Let $P=\{x \in \mathbb{R}^n \mid Ax \geq b\}$ be a nonempty polyhedron for a matrix $A \in \mathbb{R}^{m \times n}$ and $b \in \mathbb{R}^{m}$. Show that a nonempty intersection of $P$ and an affine set in $\mathbb{R}^{n}$ is a polyhedron.
To show this I just know that an affine set in $\mathbb{R}^{n}$ can be written as a subspace $L$ in $\mathbb{R}^{n}$ plus some $u$ in $\mathbb{R}^{n}$, that is
$$ L= \{v: cv=0\} $$
$$ u+L=\{u+v \mid v \in N(C)\} \,\,\,\text{or}\,\,\, u+L = \{z \mid Cz=d\} $$ where $d=Cu$.
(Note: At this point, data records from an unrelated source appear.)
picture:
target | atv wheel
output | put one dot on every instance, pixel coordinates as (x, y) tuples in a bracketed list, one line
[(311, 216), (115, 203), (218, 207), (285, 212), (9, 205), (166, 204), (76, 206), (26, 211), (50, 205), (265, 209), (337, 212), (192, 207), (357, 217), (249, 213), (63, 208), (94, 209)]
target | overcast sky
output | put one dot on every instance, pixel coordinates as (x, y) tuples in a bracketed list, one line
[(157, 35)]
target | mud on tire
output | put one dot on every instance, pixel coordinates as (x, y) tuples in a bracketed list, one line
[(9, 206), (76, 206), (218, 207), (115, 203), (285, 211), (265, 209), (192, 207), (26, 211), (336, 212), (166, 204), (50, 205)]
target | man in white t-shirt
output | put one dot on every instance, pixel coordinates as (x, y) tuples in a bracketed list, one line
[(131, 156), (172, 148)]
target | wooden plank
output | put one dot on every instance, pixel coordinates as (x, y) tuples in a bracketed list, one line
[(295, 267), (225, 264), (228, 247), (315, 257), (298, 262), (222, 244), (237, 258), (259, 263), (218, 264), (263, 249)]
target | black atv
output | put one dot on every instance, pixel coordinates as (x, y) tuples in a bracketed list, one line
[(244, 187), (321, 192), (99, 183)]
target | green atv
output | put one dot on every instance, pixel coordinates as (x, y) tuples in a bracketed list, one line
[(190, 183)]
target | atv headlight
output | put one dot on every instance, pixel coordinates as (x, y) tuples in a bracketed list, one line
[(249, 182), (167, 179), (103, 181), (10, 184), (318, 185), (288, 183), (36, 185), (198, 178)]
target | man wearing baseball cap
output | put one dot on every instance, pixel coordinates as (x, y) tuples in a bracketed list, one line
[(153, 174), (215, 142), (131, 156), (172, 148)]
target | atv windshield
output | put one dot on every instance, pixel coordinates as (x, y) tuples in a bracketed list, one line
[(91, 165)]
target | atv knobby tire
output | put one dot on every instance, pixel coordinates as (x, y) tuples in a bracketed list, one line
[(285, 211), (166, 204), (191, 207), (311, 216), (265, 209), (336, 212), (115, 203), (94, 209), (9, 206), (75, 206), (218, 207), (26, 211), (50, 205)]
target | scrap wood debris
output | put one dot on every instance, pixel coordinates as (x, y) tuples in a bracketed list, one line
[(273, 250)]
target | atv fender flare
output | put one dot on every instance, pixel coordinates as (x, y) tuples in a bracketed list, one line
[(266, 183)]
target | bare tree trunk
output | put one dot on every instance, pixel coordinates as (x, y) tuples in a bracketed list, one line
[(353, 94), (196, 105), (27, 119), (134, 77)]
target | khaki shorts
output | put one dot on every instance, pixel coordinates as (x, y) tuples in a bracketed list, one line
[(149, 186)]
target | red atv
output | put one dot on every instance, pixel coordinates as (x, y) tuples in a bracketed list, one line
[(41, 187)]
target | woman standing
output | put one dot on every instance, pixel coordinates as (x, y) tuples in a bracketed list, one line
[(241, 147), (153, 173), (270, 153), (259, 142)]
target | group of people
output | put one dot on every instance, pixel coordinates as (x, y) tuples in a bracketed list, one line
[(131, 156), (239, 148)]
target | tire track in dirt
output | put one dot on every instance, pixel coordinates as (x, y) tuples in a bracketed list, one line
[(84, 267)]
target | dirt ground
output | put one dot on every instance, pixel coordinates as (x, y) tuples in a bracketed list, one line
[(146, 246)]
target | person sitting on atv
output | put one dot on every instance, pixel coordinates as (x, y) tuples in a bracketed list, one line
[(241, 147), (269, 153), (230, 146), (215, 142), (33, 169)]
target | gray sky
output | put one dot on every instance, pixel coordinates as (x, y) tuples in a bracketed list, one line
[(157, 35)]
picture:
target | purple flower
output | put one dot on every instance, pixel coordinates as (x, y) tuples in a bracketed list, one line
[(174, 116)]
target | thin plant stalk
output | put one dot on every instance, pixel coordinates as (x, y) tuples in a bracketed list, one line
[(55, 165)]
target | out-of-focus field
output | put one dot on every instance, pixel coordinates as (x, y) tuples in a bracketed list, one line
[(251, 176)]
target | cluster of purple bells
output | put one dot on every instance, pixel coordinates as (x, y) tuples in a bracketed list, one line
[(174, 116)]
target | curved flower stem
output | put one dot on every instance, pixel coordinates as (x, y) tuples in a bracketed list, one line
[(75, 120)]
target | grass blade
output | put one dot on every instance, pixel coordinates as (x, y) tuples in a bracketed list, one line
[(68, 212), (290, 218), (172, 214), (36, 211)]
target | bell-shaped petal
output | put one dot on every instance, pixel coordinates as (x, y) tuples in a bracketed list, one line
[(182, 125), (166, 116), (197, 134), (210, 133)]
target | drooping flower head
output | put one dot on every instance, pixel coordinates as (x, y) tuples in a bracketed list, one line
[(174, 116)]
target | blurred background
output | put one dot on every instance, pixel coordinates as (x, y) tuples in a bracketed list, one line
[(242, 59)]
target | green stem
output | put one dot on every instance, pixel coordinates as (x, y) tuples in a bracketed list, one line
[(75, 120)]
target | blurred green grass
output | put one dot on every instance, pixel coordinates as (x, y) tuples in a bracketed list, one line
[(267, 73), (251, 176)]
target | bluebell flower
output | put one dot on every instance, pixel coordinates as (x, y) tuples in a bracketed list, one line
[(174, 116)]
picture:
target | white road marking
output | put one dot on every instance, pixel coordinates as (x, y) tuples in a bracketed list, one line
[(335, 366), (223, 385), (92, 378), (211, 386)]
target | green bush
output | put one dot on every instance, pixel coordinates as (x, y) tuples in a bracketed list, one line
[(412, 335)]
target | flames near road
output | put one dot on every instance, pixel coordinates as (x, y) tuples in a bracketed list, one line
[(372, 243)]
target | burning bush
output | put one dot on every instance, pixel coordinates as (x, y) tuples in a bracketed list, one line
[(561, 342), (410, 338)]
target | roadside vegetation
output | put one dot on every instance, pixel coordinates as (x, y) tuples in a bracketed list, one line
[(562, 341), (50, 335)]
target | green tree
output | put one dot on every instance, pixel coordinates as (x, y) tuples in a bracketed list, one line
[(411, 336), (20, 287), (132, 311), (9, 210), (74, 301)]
To show the claim I need to assume $x$ is in $P$, so
$$ Ax \geq b $$
Also, $x \in u+L$, i.e., $Cx=d$ where $d=Cu$.
Now I need to show there exist an $A'$ and $b'$ where $A'x \geq b'$. How can I proceed?
Hint: first express your affine space as a system of linear equations $Cx = d$. Then append the rows of $C$ and $-C$ to $A$ to form a taller matrix $A$, as well as append $d$ and $-d$ to $b$ to form a taller column vector $b'$. Then the inequality $A'x \le b'$ describes the intersection.